OCEAN ICE’s ERDDAP querying: griddap

OCEAN ICE’s ERDDAP querying: griddap#

This notebook will illustrate how to build queries and make requests to https://er1.s4oceanice.eu/erddap/index.html using Python.

For an interactive version of this page please visit the Google Colab:
Open in Google Colab
_{(To open link in new tab press Ctrl + click)}

Alternatively this notebook can be opened with Binder by following the link: OCEAN ICE’S ERDDAP querying: griddap

Setup#

To begin we need to import the necessary libraries.

# !pip install requests pandas
# these packages should be installed with the command above if running the code locally

import requests
import pandas as pd
import io

Get a list of available datasets#

To check what griddap datasets are available in the ERDDAP and get their URLs the first step is to make a request to https://er1.s4oceanice.eu/erddap/tabledap/allDatasets.html using the URL that will allow us to get the datasets’ ids and their URLs based on the data structure.
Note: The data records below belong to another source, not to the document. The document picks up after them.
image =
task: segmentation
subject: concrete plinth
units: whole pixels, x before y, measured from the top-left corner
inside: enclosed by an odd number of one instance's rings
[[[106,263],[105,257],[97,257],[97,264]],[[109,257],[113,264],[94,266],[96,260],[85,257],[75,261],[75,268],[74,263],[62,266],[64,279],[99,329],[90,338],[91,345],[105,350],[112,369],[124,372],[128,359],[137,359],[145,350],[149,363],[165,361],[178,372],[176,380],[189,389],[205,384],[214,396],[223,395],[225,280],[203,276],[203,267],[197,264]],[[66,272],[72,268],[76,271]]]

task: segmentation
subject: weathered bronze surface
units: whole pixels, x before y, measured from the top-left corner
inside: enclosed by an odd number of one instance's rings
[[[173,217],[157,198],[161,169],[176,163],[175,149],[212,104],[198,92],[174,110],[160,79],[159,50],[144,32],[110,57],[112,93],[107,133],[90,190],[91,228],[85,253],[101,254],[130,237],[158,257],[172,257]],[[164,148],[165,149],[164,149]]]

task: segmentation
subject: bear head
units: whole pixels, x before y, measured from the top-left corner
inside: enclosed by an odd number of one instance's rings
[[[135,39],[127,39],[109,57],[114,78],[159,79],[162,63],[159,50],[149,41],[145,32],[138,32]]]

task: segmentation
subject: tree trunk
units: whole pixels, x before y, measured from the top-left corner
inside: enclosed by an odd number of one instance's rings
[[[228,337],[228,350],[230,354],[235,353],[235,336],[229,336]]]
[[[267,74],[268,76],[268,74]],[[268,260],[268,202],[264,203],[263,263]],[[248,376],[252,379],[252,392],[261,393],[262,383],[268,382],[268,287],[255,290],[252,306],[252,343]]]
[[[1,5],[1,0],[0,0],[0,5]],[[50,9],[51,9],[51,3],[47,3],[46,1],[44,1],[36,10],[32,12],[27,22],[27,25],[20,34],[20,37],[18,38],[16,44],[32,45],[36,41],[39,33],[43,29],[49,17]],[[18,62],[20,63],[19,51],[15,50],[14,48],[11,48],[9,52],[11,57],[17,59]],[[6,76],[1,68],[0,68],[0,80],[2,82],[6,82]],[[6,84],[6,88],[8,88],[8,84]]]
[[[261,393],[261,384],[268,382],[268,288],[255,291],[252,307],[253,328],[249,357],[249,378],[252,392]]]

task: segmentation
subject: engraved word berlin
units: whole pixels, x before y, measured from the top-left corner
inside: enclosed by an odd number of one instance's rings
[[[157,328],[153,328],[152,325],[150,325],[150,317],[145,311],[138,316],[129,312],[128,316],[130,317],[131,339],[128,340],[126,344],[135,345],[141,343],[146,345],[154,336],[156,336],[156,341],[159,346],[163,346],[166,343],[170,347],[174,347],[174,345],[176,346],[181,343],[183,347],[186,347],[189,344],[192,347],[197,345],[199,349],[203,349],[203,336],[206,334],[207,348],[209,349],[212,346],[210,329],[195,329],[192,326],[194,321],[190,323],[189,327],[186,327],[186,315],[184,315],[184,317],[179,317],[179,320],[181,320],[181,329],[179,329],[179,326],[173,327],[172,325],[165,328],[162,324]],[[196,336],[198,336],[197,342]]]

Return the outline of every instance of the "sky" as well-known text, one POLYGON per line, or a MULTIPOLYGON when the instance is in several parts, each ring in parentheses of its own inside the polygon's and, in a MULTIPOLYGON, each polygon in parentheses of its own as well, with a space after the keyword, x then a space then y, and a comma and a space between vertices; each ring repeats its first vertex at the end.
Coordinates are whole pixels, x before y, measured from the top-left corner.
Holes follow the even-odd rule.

After receiving the data it will be loaded into a pandas DataFrame.

datasets_url = 'https://er1.s4oceanice.eu/erddap/tabledap/allDatasets.csv?datasetID%2Cgriddap'

# request and load into DataFrame
datasets_resp = requests.get(datasets_url)
datasets_df = pd.read_csv(io.StringIO(datasets_resp.text), sep=',')

# drop rows where tabledap is NaN
datasets_df = datasets_df.dropna(subset=['griddap'])

# add url column
datasets_df['url'] = datasets_df['griddap']
cleaned_df = datasets_df.drop(columns=['griddap'])

pd.set_option('display.max_colwidth', None)
cleaned_df = cleaned_df.reset_index(drop=True)
cleaned_df

Using these URLs we will than be able to get their data.
In this example we will use the INSITU_GLO_PHY_TS_OA_MY_013_052 dataset, with the URL: https://er1.s4oceanice.eu/erddap/griddap/INSITU_GLO_PHY_TS_OA_MY_013_052

Get a list of variables for the dataset#

Now we can make a request to the dataset’s metadata, which will give us a list of all the available variables and their relative data type. These variables can be than used in the following requests.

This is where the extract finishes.